“There’s not a man a-board as’ll think that o’ Dick Darvall,” growled the boatswain, who had just entered and heard the last remark.
“Right, bo’s’n,” said Brooke, “you have well expressed the thought that came into my own head.”
“Have ye seen Samson yet, sir?” asked the boatswain, with an unusually grave look.
“No; I was just going to inquire about him. No worse, I hope?”
“I think he is, sir. Seems to me that he ain’t long for this world. The life’s bin too much for him: he never was cut out for a sailor, an’ he takes things so much to heart that I do believe worry is doin’ more than work to drive him on the rocks.”

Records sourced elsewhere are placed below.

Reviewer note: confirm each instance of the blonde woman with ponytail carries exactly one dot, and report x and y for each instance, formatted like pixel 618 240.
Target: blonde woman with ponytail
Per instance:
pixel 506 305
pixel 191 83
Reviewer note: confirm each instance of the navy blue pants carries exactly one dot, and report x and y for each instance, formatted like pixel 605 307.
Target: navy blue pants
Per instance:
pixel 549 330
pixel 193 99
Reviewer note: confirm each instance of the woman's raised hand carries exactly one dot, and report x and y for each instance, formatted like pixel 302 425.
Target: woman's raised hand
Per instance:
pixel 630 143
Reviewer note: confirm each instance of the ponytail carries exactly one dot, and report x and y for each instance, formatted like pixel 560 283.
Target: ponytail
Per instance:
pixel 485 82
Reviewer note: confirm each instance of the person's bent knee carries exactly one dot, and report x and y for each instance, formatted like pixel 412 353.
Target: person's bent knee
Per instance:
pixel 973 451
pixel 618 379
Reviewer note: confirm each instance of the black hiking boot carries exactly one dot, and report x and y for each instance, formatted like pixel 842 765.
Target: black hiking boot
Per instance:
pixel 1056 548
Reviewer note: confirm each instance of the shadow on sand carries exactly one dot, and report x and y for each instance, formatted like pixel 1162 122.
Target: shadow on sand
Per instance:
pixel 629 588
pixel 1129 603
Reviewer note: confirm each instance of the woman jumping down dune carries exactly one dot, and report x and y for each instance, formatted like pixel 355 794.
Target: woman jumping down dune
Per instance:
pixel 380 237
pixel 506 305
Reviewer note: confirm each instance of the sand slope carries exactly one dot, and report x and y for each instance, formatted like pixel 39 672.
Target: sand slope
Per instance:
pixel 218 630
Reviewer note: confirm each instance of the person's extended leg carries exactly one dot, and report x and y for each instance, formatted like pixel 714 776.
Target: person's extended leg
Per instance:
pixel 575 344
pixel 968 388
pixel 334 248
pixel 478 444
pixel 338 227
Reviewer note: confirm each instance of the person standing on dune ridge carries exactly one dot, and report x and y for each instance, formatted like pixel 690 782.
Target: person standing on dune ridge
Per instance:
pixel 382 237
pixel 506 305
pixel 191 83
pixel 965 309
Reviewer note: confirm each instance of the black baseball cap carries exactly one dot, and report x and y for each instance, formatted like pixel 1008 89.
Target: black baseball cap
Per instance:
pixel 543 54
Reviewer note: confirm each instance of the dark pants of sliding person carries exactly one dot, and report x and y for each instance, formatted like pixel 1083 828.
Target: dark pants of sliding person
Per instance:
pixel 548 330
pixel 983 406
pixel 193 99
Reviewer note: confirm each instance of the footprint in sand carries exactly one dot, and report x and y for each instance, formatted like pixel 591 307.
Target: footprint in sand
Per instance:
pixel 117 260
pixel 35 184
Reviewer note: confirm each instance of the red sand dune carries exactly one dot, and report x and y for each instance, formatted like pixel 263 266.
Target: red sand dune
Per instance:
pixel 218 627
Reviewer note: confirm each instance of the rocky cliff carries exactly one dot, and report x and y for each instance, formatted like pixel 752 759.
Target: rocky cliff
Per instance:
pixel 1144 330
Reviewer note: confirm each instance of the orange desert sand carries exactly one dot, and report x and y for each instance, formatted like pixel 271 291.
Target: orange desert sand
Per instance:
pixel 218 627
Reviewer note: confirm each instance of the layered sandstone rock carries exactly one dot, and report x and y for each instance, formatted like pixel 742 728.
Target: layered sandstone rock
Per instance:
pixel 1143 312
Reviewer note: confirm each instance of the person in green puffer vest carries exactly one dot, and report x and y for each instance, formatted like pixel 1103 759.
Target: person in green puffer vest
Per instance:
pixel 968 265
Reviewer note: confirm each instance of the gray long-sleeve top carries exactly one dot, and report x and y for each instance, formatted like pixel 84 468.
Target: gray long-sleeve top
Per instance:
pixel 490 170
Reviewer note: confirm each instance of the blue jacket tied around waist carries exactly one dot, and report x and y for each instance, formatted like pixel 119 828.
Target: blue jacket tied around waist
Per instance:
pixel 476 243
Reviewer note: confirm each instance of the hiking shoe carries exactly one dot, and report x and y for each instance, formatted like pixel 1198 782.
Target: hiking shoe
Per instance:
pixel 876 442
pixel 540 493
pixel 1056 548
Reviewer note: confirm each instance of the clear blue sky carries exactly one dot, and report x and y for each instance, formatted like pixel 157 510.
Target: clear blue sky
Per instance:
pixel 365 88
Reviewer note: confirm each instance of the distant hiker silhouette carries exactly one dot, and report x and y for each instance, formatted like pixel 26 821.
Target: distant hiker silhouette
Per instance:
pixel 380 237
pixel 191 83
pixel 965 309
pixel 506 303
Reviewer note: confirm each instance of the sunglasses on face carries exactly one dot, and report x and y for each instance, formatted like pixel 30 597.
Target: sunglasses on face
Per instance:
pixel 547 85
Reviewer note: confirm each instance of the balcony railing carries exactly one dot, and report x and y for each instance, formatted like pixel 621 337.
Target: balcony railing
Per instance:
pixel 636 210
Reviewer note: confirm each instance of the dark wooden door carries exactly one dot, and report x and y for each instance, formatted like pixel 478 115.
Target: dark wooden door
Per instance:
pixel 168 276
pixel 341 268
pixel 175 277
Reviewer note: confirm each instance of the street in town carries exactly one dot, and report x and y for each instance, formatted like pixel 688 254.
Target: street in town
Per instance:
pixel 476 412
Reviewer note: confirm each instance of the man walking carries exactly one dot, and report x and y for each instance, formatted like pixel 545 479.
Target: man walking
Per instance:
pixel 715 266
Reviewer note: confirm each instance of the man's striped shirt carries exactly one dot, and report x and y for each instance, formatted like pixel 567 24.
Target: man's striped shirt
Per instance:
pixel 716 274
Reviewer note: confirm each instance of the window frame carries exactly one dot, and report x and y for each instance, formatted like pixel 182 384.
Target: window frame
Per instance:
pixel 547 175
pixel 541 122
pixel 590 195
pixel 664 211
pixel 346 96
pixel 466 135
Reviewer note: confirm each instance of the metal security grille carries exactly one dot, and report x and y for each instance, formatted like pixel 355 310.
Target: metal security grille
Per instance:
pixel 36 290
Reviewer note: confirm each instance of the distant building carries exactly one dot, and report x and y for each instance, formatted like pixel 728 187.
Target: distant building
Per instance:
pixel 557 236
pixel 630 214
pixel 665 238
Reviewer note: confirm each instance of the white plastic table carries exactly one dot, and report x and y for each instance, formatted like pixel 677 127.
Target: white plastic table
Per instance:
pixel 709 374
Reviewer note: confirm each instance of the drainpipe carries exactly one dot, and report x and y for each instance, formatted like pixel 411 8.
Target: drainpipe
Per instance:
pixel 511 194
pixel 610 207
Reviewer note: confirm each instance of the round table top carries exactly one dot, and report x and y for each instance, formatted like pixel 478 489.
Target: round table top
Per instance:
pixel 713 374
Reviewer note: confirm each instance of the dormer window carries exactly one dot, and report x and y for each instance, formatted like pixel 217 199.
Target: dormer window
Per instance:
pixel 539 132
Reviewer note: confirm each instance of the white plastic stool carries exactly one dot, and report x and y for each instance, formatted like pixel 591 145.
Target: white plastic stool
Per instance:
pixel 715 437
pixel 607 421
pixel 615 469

“I’ll go and see him at once,” said our hero.
Fred Samson, the sick man referred to, had been put into a swing-cot in a berth amidships to give him as much rest as possible. To all appearance he was slowly dying of consumption. When Brooke entered he was leaning on one elbow, gazing wistfully through the port-hole close to his head. His countenance, on which the stamp of death was evidently imprinted, was unusually refined for one in his station in life.
“I’m glad you have come, Mr Brooke,” he said slowly, as his visitor advanced and took his thin hand.
“My poor fellow,” said Charlie, in a tone of low but tender sympathy, “I wish with all my heart I could do you any good.”
“The sight of your kind face does me good,” returned the sailor, with a pause for breath between almost every other word. “I don’t want you to doctor me any more. I feel that I’m past that, but I want to give you a message and a packet for my mother. Of course you will be in London when you return to England. Will you find her out and deliver the packet? It contains only the Testament she gave me at parting and a letter.”